Au fil du temps, la jurisprudence a posé diverses exceptions. Et dans certains cas, il est bien difficile de se prononcer sur la qualification à retenir : changement des conditions de travail ou modification du contrat de travail ?
Dans un arrêt du 3 novembre 2011 (Cass. soc. 3 novembre 2011, n° 10-14.702), la Cour de cassation tente de définir un critère unique en ces termes :
Sauf atteinte excessive au droit du salarié au respect de sa vie personnelle et familiale ou à son droit au repos, l’instauration d’une nouvelle répartition du travail sur la journée relève du pouvoir de direction de l’employeur. »

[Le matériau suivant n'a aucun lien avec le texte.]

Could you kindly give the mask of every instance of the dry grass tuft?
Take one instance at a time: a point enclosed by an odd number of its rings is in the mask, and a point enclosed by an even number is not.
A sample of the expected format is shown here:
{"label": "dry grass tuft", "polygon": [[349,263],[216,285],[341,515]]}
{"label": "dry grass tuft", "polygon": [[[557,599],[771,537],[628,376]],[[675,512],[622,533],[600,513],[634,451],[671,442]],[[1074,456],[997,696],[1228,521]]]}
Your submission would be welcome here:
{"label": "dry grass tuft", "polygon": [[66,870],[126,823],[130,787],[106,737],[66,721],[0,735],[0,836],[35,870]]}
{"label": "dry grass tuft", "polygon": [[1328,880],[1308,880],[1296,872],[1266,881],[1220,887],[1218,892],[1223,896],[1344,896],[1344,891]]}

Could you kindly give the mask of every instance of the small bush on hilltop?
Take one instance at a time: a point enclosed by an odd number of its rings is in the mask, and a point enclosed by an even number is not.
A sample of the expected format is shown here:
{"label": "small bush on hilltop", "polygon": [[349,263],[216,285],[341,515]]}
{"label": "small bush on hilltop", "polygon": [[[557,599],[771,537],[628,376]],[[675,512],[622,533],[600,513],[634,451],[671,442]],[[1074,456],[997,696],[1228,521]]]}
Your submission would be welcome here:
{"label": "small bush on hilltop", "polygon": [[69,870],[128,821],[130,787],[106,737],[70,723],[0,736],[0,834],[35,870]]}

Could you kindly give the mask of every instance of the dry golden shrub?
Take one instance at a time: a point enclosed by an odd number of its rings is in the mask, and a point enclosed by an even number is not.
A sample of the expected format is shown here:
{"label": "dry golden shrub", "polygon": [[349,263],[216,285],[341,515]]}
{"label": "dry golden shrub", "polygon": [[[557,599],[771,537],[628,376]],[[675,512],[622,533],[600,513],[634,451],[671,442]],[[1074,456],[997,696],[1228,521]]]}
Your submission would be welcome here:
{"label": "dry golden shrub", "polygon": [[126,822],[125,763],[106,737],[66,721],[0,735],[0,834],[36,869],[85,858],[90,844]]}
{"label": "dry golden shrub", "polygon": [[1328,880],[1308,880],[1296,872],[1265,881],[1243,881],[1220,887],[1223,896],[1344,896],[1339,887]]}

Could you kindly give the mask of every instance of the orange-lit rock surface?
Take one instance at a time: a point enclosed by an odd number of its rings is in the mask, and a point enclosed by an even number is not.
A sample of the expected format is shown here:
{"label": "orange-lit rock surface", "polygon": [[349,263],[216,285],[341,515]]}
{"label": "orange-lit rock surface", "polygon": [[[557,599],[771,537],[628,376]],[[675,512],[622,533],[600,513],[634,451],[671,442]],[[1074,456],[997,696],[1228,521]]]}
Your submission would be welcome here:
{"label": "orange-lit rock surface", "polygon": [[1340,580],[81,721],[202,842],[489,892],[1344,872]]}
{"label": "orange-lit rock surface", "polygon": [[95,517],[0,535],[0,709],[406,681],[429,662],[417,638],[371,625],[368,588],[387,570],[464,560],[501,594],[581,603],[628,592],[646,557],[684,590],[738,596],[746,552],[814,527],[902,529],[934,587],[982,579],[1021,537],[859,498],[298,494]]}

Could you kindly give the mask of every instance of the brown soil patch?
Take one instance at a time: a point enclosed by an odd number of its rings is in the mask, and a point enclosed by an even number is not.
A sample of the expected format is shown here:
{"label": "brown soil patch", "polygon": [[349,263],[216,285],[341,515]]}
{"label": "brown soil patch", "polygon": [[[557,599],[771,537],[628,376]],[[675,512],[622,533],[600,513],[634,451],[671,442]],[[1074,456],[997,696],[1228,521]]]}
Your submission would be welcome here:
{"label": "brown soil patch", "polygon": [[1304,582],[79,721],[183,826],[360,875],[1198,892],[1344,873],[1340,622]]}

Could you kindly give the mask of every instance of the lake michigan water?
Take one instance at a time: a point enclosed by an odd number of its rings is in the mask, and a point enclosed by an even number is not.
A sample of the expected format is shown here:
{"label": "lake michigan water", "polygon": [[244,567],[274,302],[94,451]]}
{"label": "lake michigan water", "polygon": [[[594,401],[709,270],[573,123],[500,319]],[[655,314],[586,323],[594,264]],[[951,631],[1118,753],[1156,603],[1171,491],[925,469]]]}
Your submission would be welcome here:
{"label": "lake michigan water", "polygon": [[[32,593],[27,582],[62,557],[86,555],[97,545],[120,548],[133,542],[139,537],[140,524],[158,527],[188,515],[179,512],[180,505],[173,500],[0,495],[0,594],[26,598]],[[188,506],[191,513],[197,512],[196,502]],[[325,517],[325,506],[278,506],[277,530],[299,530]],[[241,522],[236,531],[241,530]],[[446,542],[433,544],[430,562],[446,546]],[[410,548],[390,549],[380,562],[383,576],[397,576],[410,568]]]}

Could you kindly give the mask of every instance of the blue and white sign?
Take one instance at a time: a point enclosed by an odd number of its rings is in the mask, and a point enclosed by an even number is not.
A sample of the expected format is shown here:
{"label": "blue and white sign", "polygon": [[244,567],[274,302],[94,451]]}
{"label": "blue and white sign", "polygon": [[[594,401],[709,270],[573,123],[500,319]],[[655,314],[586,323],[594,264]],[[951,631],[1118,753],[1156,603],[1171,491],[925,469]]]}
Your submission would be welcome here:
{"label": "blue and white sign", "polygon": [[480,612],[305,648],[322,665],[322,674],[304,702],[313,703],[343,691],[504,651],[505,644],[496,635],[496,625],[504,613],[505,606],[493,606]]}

L’avenir dira s’il s’agit d’un critère très opérant…
Toujours est-il que la lecture de l’arrêt montre qu’il ne suffit pas pour le salarié d’invoquer un bouleversement total du rythme ou des conditions de travail. Il faut établir le retentissement de cette modification sur la vie personnelle et familiale du salarié ou l’atteinte au droit au repos.